Polyphenols, which are found in olive oil, have been shown to make insulin work better, lower the risk of getting type 2 diabetes, or help keep diabetes under control. It is also associated with a reduced risk of cardiovascular disease and brain disorders.
Seafood
The Mediterranean diet is a traditional eating plan that has been shown to help reduce the risk of heart disease and other chronic diseases. It emphasizes fruits, vegetables, whole grains, and olive oil, as well as healthy fats from nuts and seafood.
Seafood is a big part of the diet because it is high in omega-3 fatty acids, which reduce inflammation and make cholesterol levels better. Fatty fish such as salmon, mackerel, tuna, and herring are recommended for their lean protein and omega-3 content.
Herbs and spices
Herbs and spices are one of the key components of the Mediterranean diet. They add flavor to your meals while providing numerous health benefits.
Herbal remedies include mint, which has a sweet taste and helps boost the immune system and lower blood pressure. It also has antimicrobial properties that keep your digestive system running smoothly.
Thyme, a fragrant herb that’s often dried, is another healthy addition to your Mediterranean diet arsenal. It’s a source of minerals such as potassium and iron, which help control your blood pressure.
Beans and legumes
Beans and legumes are rich in protein, fiber, vitamins, and minerals. They also help lower cholesterol and blood pressure.
The Fabaceae family includes beans, peas, and lentils (also called pulses). Legumes are inexpensive and can be easily added to soups and stews.
For best results, soak a cup of dry legumes in cool water for at least an hour before cooking. If you prefer to cook your beans or legumes fresh, bring the beans to a boil and simmer until soft, adding more water as needed.
Cheese and fermented dairy
Cheese and fermented dairy products are an important part of the Mediterranean diet. These foods are rich in calcium, protein, and probiotics.
They are also high in heart-healthy fats. These fats reduce inflammation and improve cholesterol levels.

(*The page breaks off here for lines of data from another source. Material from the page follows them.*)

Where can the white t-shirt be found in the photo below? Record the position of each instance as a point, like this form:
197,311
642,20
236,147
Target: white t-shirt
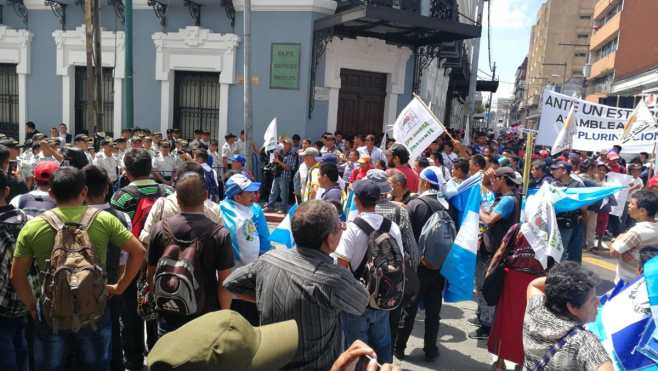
354,242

To make cheese, milk, whey, and other liquids are mixed with casein micelles to make them stick together. During the process, cultures—good bacteria, molds, and yeasts–and enzymes convert the whey to curds that form the cheese.
Greens
Getting plenty of fresh vegetables is the key to a healthy Mediterranean diet. Vegetables help promote satiety and provide important nutrients, including vitamins, minerals, fiber, and antioxidants.
In addition to vegetables, a traditional Mediterranean diet also includes fruit, nuts, seeds, and olive oil. All of these foods are packed with vitamins, minerals, and healthy fats.
A green version of the Mediterranean diet focuses on even more plant foods and very little red meat or poultry. This modified plan showed significantly better results for weight loss and cardiovascular and metabolic health.